The new edge of the network: Preparing your network for the consumerization of IT

Geoff MattieGlobal Solutions ArchitectDell Inc.

Executive summary

How will the consumerization of IT affect my mobile network infrastructure?

How can I scale my infrastructure to meet the new demands of the new mobile enterprise?

What opportunities and issues does this open up for my wireless infrastructure?

As organizations plan to accommodate the increase in mobile devices driven by employee demand for access to critical data, there is a strong focus on mobile device management, mobile applications development, and device-level security. While these three areas are extremely important, another fundamental pillar of mobility should not be neglected: the wireless network.

Introduction

Traditional network management positions the wireless network as a simple extension of the hard wire network. People who were allowed to log in and access resources through the LAN were simply given credentials to use a specific SSID that would extend that LAN functionality through wireless access points. But in many cases these wireless networks do not have the capability to identify which users are logged in, what they are doing, or what device they are doing it with. To date, in most cases, this has not been an issue with corporate-approved devices accessing secure networks.

But now with the “consumerization of IT” underway, organizations are seeing increased employee demand as they bring in numerous wireless devices in a variety of form factors. These mobile devices are no longer just a communications apparatus. They have become fully-fledged computing devices that organizations are finding new and innovative uses for. Additionally, the devices are not all corporate-issued and managed, or capable of accessing a “hard-wire” network.

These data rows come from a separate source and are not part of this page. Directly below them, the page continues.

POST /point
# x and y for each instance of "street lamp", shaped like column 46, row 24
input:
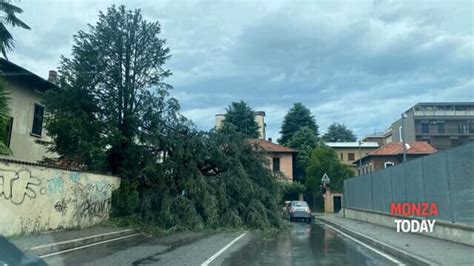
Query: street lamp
column 325, row 181
column 360, row 158
column 402, row 136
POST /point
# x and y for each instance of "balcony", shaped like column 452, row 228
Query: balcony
column 439, row 113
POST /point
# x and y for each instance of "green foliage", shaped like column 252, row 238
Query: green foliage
column 339, row 133
column 9, row 17
column 4, row 115
column 112, row 94
column 240, row 115
column 211, row 180
column 125, row 199
column 304, row 140
column 297, row 118
column 113, row 113
column 324, row 160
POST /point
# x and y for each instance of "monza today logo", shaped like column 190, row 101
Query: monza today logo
column 428, row 210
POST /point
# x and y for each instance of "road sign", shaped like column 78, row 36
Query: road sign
column 325, row 179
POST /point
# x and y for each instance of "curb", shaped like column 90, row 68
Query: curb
column 74, row 243
column 408, row 258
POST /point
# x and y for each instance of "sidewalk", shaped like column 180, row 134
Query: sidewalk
column 430, row 250
column 40, row 244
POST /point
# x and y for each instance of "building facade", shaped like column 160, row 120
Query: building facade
column 392, row 154
column 259, row 118
column 25, row 125
column 348, row 152
column 280, row 158
column 443, row 125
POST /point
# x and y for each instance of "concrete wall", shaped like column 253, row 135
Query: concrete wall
column 23, row 143
column 37, row 199
column 458, row 233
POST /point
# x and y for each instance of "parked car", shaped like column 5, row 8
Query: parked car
column 299, row 210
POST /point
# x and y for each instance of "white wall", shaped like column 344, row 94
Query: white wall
column 37, row 199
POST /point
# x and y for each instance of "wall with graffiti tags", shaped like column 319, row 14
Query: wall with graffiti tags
column 37, row 199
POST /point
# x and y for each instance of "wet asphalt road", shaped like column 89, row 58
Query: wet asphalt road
column 303, row 244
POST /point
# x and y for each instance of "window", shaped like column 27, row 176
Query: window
column 425, row 128
column 38, row 120
column 462, row 128
column 351, row 156
column 9, row 131
column 276, row 164
column 440, row 128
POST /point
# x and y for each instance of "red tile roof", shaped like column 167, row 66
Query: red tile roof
column 270, row 146
column 395, row 148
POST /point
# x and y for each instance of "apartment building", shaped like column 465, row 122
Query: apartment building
column 25, row 125
column 348, row 152
column 444, row 125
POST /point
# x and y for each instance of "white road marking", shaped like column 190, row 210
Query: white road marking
column 392, row 259
column 79, row 239
column 86, row 246
column 213, row 257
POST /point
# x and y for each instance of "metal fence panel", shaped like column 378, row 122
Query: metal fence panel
column 446, row 178
column 414, row 181
column 386, row 186
column 367, row 192
column 397, row 174
column 460, row 165
column 436, row 183
column 378, row 194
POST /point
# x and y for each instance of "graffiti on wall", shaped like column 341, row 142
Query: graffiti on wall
column 17, row 185
column 95, row 208
column 36, row 199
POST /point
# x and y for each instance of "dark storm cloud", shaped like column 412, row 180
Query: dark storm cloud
column 360, row 63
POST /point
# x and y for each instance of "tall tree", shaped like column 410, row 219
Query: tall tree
column 324, row 160
column 339, row 133
column 242, row 117
column 297, row 117
column 116, row 74
column 9, row 17
column 4, row 114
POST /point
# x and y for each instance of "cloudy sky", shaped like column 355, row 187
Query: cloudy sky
column 360, row 63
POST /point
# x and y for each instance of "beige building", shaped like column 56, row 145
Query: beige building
column 280, row 158
column 348, row 152
column 26, row 125
column 259, row 118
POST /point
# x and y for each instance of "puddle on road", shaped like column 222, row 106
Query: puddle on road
column 304, row 244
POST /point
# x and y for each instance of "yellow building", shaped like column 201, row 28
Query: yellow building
column 25, row 125
column 348, row 152
column 279, row 158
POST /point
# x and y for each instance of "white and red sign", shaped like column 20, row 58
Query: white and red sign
column 411, row 209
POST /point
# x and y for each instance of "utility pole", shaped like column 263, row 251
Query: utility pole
column 360, row 158
column 402, row 136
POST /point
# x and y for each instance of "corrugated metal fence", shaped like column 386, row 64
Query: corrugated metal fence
column 446, row 178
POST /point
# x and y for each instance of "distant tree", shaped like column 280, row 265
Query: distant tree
column 297, row 117
column 324, row 160
column 9, row 17
column 339, row 133
column 242, row 117
column 304, row 140
column 4, row 114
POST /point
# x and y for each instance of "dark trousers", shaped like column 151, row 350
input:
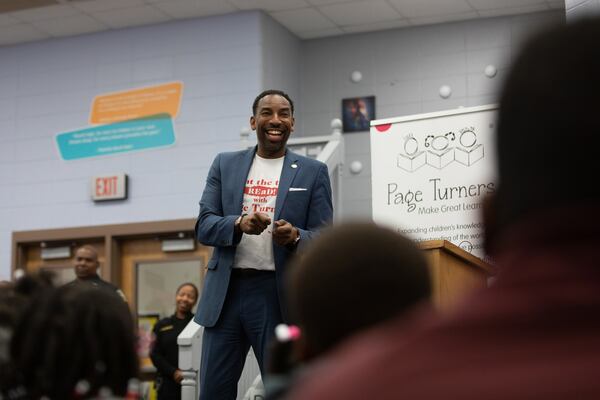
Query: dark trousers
column 248, row 318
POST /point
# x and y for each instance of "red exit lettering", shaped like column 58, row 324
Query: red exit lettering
column 106, row 186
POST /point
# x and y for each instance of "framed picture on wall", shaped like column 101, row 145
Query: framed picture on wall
column 146, row 323
column 357, row 113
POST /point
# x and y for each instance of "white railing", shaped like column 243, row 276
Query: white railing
column 328, row 149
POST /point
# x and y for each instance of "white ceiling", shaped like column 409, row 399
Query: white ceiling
column 305, row 18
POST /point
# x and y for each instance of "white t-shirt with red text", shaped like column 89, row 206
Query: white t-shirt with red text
column 260, row 194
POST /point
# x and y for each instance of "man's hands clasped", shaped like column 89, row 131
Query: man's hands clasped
column 283, row 232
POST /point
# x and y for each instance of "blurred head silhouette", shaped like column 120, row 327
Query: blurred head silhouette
column 352, row 277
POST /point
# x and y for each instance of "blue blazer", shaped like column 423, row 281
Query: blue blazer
column 221, row 205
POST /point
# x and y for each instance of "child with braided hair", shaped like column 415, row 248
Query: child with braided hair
column 75, row 342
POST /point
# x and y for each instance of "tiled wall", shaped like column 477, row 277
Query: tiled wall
column 404, row 69
column 581, row 8
column 47, row 88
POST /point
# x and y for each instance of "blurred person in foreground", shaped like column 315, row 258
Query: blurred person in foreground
column 14, row 297
column 351, row 278
column 74, row 342
column 535, row 334
column 165, row 352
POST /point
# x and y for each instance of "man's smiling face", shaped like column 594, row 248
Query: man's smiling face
column 273, row 124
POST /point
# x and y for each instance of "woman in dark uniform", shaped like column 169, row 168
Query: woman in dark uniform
column 165, row 352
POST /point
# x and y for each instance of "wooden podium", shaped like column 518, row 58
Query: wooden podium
column 454, row 272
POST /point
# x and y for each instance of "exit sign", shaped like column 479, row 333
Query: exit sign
column 109, row 187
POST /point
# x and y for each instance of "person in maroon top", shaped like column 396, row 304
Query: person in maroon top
column 535, row 333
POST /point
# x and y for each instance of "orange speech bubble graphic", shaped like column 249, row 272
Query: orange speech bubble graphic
column 137, row 103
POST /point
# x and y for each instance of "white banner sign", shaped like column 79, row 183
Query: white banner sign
column 430, row 173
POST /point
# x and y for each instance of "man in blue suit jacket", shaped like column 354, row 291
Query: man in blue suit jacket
column 258, row 206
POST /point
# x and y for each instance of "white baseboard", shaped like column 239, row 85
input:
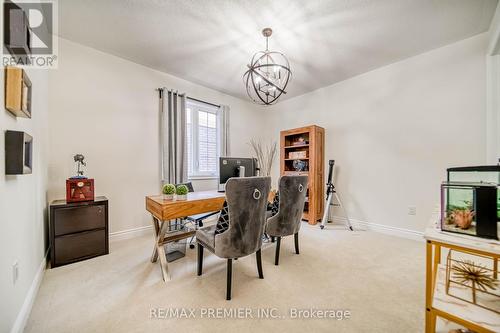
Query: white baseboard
column 385, row 229
column 24, row 313
column 130, row 233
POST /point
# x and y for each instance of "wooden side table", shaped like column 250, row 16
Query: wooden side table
column 163, row 210
column 437, row 302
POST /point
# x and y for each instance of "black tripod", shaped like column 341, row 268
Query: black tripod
column 331, row 192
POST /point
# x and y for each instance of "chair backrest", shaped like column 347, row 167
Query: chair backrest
column 247, row 201
column 189, row 185
column 292, row 196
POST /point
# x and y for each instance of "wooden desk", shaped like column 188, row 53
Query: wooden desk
column 164, row 210
column 437, row 302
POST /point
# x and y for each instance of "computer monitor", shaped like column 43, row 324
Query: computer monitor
column 235, row 167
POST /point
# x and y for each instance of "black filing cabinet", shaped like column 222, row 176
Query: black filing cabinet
column 78, row 230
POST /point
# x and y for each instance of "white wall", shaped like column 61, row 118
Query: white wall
column 106, row 108
column 23, row 204
column 393, row 131
column 493, row 90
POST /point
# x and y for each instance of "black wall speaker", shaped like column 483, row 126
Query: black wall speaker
column 18, row 153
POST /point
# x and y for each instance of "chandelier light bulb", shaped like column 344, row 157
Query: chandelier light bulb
column 268, row 74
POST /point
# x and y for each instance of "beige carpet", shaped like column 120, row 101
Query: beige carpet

This means IT must find new and better ways of categorizing and allowing these devices to access their resources securely.

With these new devices and security needs, comes new capabilities and expectations from the workforce, things such as uninterrupted roaming, wireless video on demand, and VoIP; all of which add up to higher bandwidth needs.

How can organizations address this new environment?Role-based management vs. traditional administration of the enterprise

In traditional network management, resources and users are commonly segmented using VLANS which allow administrators to provide or block access to specific areas of the environment by simply opening or closing ports and assigning the appropriate IP and/or MAC addresses to the user’s devices. For instance, let’s say you have an executive team, a corporate team, and a factory team, and you want to assign resources to these groups separately. In a traditional network, you would assign each group – and the resources you want them to access – a separate VLAN (“Exec VLAN”, “Corp VLAN”, and “Fact VLAN” for purposes of this example).

2

The “edge” of your network is expanding, and your work force expects the same access to the resources no matter how they connect. No longer is the “corporate issued device or nothing” approach considered legitimate.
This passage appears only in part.